My feet are moving now, whether I want them to or not. I'm here, at the door. It's too late.
It's too late for a lot of things, in fact. But we won't get in to that now.
"Harry?" He's a mess. His glasses are half off, and he looks as if he hasn't slept in weeks, though it was only this afternoon that—
"Who is it?"
"Harry, it's me." He knows who me is. It doesn't matter what a mess he's in; I know he knows who me is.
Silence. He stares at the wall, chin in his hands, eyes almost closed. The only sign of recognition is his lip disappearing between his teeth.
"Harry, are you all right?" God, that was a stupid question.
"Fine."
He's plainly not, and I say so.
"I'm fine." 'Fine' comes out like a gasp, painful.
I sit down next to him on the tacky, plastic-cushioned bench. He doesn't seem to notice; I have to resist the urge to put my arm around him. Why? What am I afraid of? Of the past? Of old ghosts? Or of new ones?
"You're not," I tell him. "Harry, look at me."

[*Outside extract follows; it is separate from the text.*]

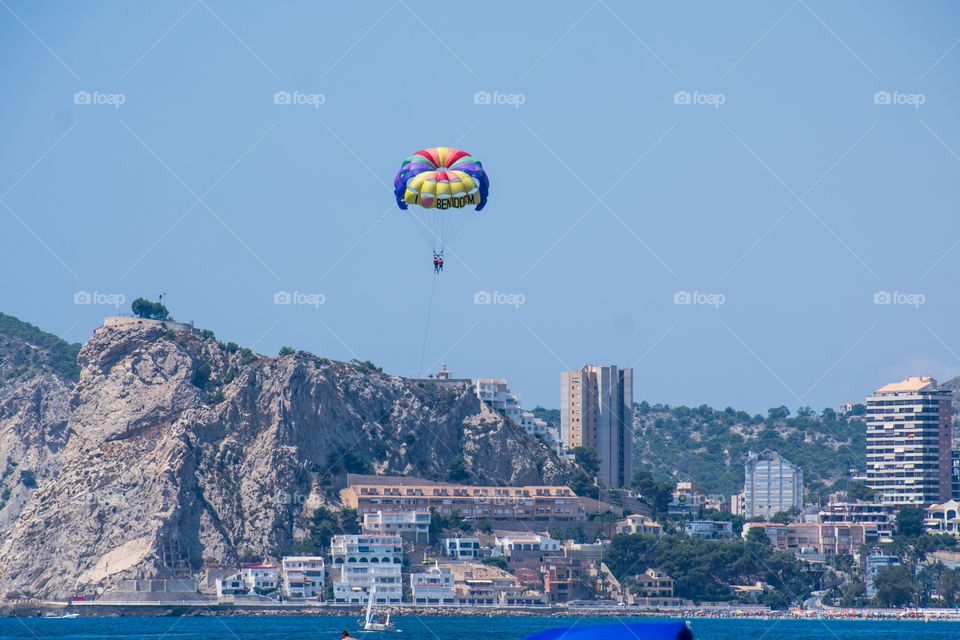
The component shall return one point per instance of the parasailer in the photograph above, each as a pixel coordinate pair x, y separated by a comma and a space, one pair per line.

He doesn't, of course. When did famous Harry Potter ever let anyone order him around?
That would be unfair, even to think, if I didn't admire it in him.
I have to say something. Maybe I can jolt him out of his little cloud of despair; make him look at me. But all I can think of are clichés and platitudes, hollow phrases with no meaning to him or me. I say the best that comes to mind: "Ron's in shock too; we all are. God, Harry, you should see Percy…" It's true, but just now it seems irrelevant.
It jolts him, but God knows this isn't what I meant. He stands up, glasses hanging from one ear, hair wilder than ever and lightning scar exposed. The same Harry I've known since I was eleven, but at the same time different—how different!—than yesterday. "Percy! What the hell does Percy know? He hasn't seen her in years! What the hell does Percy know…" He still won't look at me, curse it!
His voice sounds like it's about to break. He needs to talk to someone, but—but what? But nothing. I open my mouth to speak, but he's a already halfway to the doors, stumbling and stalking by turns.
He pulls his fists out of his pockets with an awkward, jerking motion. Something falls out and rolls toward me, glittering. He leans angrily on the doors, preparing to shove them open, while I look down to peer at the object on the gray linoleum.
I gasp. I can't help it.
It's a ring. It's made of gold, and on it is a single, glittering stone.
Inside the ring is an inscription.
'TILL DEATH DO US PART~G&H, 20--
It just got worse.
***
Disclaimer: Hermione, Harry, the Weasleys, and all other creations of J.K. Rowling used in this story are the property of Ms. Rowling and her publishers etc. The scenario and the angst is mine, goldarnit! Not that J.K.'d want it… (I forgot to put one of these on "Worse," so let's just say this applies to it as well.)